If r_shape is set to 2, then only distributions whose densities are "u-shaped" are considered. If r_shape is set to 0, then both types are considered. The default option is 0.

{phang}
{opt m_shape(#)} specifies the shape of the distribution of the missing data. See r_shape for details.

{phang}
{opt mon_select(#)} specifies whether or not to make a "monotone selection" type assumption: when mon_select is set to 1, only DGPs where E(y|z=0) >= E(y|z=1) are considered. When mon_select is set to 2, only DGPs where E(y|z=1) >= E(y|z=0) 
are considered. When mon_select is set to 0, both options are considered. The default option is 0.

{phang}
Options to specify the accuracy of the computation:

{phang}
{opt mc_iter(#)} specifies the number of Monte Carlo iterations used to compute the MSE of the estimator in repeated samples. The default option for built-in estimators is 3000, the default option for 
user-defined commands is 300.

{phang}
{opt grid(#)} specifies the number of grid-points used to generate the distributions. For example, if the outcome is binary and grid(6) is specified, the resulting grid of Bernoulli parameters for the distributions would be {0,0.2,0.4,0.6,0.8,1}. 
The default option for binary outcomes is 25, the default option for continuous outcomes is 5. 

{phang}
Additional options:

{phang}
{opt user_def} specifies whether or not the estimator being used is built-in or user-defined. Setting user_def specifies that the estimator to be used is user-defined.

{phang}
{opt true_beta} specifies whether or not certain continuous distributions should be approximated by bernoulli distributions. As explained in the Manski and Tabord-Meehan (2017), 
in general, specifying true_beta will slow down the program but may increase accuracy.

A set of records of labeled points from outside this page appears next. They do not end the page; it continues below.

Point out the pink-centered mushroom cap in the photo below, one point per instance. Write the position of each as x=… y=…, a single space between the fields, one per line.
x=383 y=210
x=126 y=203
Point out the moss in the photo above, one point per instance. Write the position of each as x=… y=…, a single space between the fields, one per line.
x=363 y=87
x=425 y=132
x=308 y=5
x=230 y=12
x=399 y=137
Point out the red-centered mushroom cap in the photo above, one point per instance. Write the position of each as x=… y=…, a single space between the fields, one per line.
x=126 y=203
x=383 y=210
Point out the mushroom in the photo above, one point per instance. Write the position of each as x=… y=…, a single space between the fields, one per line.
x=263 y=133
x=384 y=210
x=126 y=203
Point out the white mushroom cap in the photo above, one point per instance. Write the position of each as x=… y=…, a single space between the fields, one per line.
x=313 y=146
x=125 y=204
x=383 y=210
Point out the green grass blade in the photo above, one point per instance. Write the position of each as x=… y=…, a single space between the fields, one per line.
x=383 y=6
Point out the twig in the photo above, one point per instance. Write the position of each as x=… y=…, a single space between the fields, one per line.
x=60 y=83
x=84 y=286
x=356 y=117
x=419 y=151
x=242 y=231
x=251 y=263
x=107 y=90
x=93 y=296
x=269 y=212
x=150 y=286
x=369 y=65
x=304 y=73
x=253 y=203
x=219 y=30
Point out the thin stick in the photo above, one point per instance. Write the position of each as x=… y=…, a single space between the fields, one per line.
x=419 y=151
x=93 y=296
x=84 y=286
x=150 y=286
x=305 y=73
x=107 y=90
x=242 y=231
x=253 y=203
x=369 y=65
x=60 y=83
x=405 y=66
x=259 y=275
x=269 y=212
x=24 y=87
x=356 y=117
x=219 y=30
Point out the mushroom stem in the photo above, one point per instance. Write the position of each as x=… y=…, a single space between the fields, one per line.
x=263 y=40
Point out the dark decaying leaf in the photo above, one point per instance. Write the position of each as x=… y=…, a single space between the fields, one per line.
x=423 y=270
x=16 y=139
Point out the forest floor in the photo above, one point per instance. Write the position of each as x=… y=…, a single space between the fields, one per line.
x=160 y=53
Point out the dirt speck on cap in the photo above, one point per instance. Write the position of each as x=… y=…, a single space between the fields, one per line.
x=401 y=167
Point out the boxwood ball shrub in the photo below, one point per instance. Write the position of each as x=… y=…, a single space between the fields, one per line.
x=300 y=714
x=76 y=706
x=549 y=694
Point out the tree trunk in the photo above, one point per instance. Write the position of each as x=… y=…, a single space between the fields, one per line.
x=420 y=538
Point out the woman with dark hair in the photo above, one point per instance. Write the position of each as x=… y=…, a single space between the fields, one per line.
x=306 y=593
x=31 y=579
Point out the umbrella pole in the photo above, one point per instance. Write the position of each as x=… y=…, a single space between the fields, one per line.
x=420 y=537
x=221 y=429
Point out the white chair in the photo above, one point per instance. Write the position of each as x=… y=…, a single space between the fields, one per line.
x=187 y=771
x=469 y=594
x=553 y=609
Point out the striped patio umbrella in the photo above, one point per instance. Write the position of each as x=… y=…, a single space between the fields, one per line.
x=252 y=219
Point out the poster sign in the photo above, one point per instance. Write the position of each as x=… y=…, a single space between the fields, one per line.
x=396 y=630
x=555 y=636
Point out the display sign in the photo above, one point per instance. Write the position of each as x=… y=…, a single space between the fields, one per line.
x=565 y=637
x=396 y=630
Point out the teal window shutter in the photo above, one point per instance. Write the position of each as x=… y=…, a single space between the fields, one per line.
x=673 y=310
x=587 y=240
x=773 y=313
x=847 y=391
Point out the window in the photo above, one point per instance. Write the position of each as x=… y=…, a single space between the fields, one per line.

{title:Built-in Estimators}

{phang}
{opt mean} is simply the sample mean.

{phang}
{opt midmean} is an estimator that first estimates the identified interval under no assumptions on the missing data, and then selects the midpoint of the interval. See Dominitz and Manski (2016) for details.
  
{phang}
{opt MMRzero} is the minimax-regret estimator of the mean with no missing data, as derived in Hodges and Lehmann (1950).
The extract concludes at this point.